Your table could be something like
CREATE TABLE ArticleText (
INTEGER artId,
INTEGER wordNum,
INTEGER wordId,
PRIMARY KEY (artId, wordNum),
FOREIGN KEY (artId) REFERENCES Articles,
FOREIGN KEY (wordId) REFERENCES Words
)
this of course may be very space-expensive, or slow, etc, but you'll need some measurements to determine that (as so much depends on your DB engine). BTW, I hope it's clear that the Articles table is simply a table with metadata on articles keyed by artId, and the Words table a table of all words in every article keyed by wordId (trying to save some space there by identifying already-known words when an article is entered, if that's feasible...).

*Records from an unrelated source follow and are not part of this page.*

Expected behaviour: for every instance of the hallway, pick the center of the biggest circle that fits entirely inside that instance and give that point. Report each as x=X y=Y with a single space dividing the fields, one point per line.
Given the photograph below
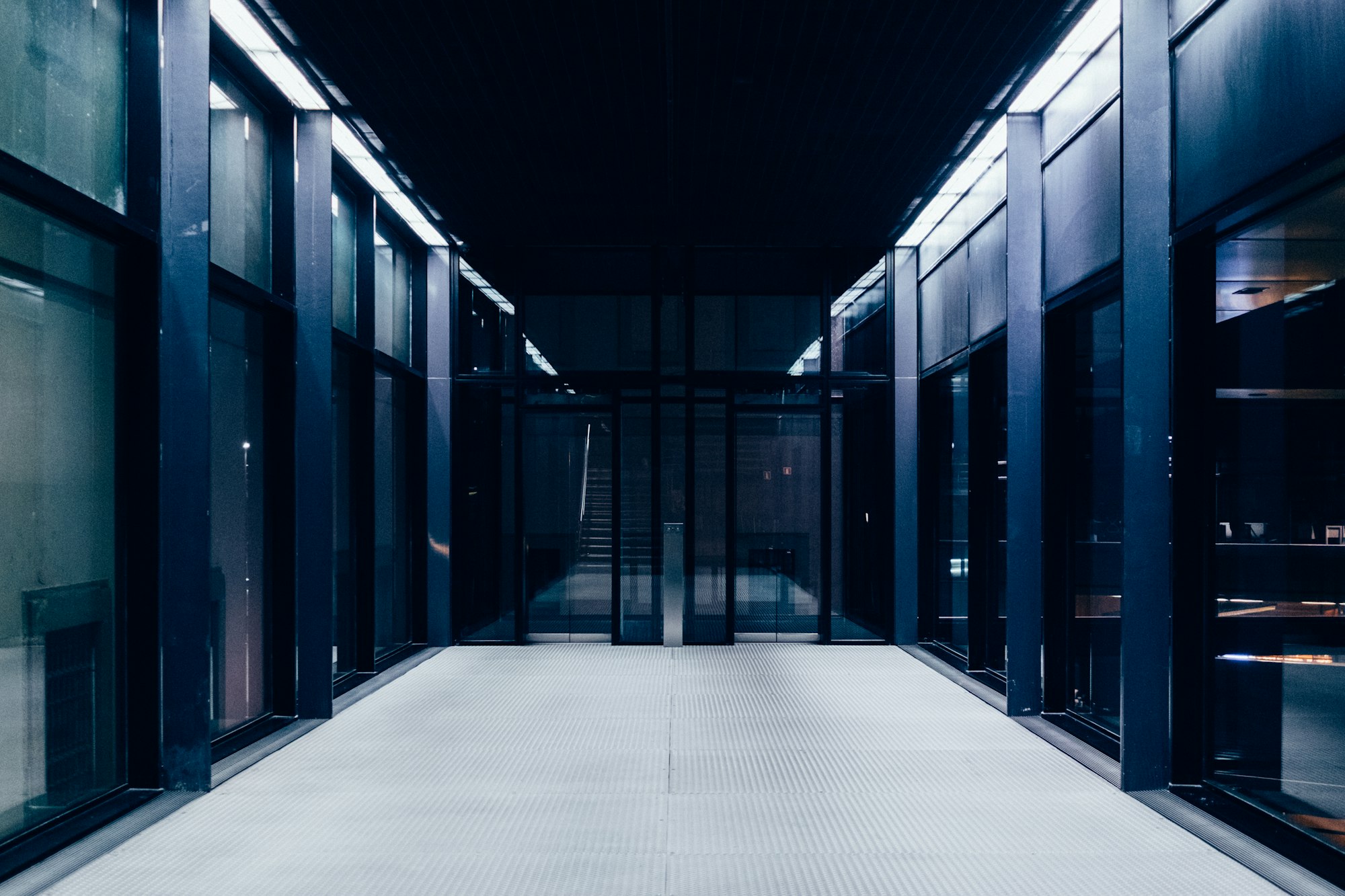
x=591 y=770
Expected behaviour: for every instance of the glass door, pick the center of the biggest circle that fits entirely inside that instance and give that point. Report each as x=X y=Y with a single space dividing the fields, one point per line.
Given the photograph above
x=778 y=510
x=1085 y=498
x=568 y=521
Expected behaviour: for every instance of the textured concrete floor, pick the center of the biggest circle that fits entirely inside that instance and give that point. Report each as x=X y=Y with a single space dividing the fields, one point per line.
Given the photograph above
x=590 y=770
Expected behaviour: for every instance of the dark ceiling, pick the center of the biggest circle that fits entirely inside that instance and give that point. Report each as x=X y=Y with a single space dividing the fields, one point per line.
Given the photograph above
x=676 y=122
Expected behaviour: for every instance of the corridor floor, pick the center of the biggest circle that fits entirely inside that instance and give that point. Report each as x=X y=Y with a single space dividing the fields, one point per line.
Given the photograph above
x=591 y=770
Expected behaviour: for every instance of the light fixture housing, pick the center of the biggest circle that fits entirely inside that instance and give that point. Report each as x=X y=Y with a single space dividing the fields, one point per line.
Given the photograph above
x=251 y=36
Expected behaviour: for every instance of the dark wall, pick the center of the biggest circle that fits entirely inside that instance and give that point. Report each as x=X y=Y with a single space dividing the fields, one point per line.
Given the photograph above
x=1257 y=88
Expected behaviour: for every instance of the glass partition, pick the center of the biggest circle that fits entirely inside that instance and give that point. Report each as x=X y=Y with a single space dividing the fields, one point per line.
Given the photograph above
x=778 y=497
x=344 y=257
x=64 y=81
x=344 y=525
x=240 y=179
x=61 y=706
x=946 y=439
x=392 y=295
x=240 y=623
x=1085 y=495
x=392 y=516
x=1280 y=514
x=568 y=521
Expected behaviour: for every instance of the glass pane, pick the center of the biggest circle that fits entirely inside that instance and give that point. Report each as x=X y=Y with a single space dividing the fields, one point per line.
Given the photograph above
x=950 y=444
x=64 y=81
x=673 y=506
x=344 y=534
x=778 y=482
x=392 y=296
x=488 y=329
x=485 y=589
x=344 y=257
x=861 y=513
x=588 y=333
x=642 y=616
x=991 y=454
x=1090 y=491
x=568 y=524
x=61 y=728
x=779 y=334
x=392 y=517
x=1280 y=514
x=240 y=181
x=708 y=604
x=860 y=326
x=240 y=630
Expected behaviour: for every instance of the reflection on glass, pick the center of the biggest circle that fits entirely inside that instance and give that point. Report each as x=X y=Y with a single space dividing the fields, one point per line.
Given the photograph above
x=992 y=456
x=949 y=438
x=568 y=524
x=392 y=295
x=240 y=181
x=708 y=602
x=672 y=576
x=240 y=624
x=778 y=585
x=392 y=517
x=861 y=530
x=1087 y=377
x=64 y=81
x=1280 y=514
x=779 y=334
x=485 y=588
x=344 y=534
x=60 y=708
x=486 y=339
x=641 y=611
x=860 y=326
x=344 y=257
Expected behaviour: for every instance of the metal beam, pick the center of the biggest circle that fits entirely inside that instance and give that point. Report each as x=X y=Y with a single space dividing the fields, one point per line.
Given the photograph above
x=1024 y=333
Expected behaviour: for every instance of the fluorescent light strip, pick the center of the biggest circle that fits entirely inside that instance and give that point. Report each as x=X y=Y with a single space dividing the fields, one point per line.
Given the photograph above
x=812 y=353
x=860 y=287
x=1085 y=40
x=252 y=38
x=966 y=175
x=479 y=282
x=364 y=162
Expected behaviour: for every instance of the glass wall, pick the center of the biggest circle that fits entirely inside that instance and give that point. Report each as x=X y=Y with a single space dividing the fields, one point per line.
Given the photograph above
x=989 y=530
x=392 y=295
x=485 y=589
x=64 y=81
x=1280 y=514
x=392 y=517
x=861 y=525
x=568 y=518
x=240 y=179
x=240 y=620
x=486 y=329
x=344 y=524
x=709 y=544
x=677 y=447
x=778 y=497
x=946 y=444
x=345 y=236
x=641 y=608
x=1085 y=505
x=61 y=719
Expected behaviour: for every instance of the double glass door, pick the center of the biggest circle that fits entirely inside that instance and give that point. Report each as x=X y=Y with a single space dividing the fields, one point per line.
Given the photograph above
x=714 y=507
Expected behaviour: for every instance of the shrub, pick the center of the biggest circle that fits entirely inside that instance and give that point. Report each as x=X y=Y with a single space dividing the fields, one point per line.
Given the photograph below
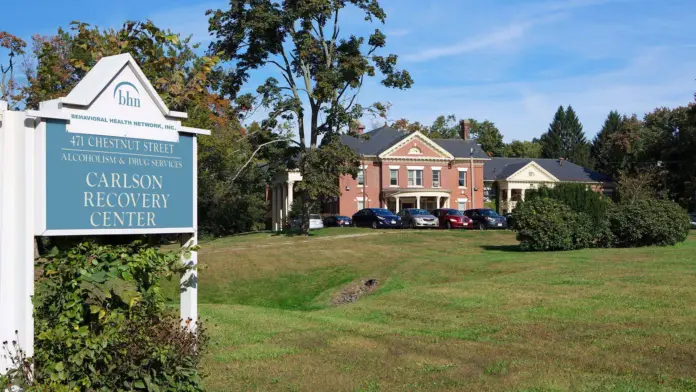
x=101 y=323
x=545 y=224
x=649 y=222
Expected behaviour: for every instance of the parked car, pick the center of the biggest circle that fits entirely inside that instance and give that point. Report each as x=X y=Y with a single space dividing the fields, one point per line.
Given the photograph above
x=315 y=222
x=449 y=218
x=376 y=218
x=338 y=221
x=415 y=217
x=485 y=218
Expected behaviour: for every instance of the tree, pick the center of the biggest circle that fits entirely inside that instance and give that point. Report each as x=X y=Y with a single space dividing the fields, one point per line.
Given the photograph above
x=320 y=73
x=566 y=139
x=10 y=89
x=600 y=150
x=488 y=136
x=445 y=127
x=523 y=149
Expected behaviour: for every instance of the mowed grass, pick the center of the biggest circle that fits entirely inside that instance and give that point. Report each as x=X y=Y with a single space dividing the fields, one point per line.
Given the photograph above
x=454 y=311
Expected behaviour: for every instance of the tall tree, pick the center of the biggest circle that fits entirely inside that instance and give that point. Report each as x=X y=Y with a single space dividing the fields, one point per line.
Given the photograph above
x=445 y=127
x=11 y=90
x=488 y=136
x=565 y=138
x=600 y=150
x=320 y=72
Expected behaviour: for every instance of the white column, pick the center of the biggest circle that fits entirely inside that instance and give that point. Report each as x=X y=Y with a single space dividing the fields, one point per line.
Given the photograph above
x=17 y=181
x=291 y=184
x=189 y=283
x=274 y=207
x=283 y=204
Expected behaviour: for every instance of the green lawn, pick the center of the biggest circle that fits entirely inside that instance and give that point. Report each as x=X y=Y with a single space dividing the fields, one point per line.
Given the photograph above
x=454 y=311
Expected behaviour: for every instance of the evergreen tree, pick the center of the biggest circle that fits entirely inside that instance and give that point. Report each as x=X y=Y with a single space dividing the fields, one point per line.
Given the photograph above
x=565 y=138
x=551 y=145
x=601 y=145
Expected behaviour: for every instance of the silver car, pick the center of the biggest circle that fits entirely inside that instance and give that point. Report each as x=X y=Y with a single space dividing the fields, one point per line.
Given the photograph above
x=415 y=218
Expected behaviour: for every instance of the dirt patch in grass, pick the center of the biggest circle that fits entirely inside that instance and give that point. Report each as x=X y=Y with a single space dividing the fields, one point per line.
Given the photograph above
x=353 y=292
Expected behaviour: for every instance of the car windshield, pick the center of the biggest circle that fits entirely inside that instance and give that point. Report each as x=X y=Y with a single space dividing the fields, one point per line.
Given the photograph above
x=490 y=213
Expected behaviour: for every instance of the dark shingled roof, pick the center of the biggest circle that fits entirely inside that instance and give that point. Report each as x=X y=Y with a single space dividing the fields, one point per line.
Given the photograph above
x=501 y=168
x=380 y=139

One special word must be the "end of paragraph" marker, easily identifiable as such and distinct from every real word.
If you do structure your data like this you gain lots of flexibility in retrieving by page, and page length can be changed in a snap, even query by query if you wish. To get a page:
SELECT wordText
FROM Articles
JOIN ArticleText USING (artID)
JOIN Words USING (wordID)
WHERE wordNum BETWEEN (@pagenum-1)*@pagelength AND @pagenum * @pagelength + @extras
AND Articles.artID = @articleid
parameters @pagenum
, @pagelength
, @extras
, @articleid
are to be inserted in the prepared query at query time (use whatever syntax your DB and language like, such as :extras
or numbered parameters or whatever).
So we get @extras
words beyond expected end-of-page and then on the client side we check those extra words to make sure one of them is the end-paragraph marker - otherwise we'll do another query (with different BETWEEN
values) to get yet more.
Far from ideal, but, given all the issues you've highlighted, worth considering. If you can count on the page length always being e.g. a multiple of 100, you can adopt a slight variation of this based on 100-word chunks (and no Words
table, just text stored directly per row).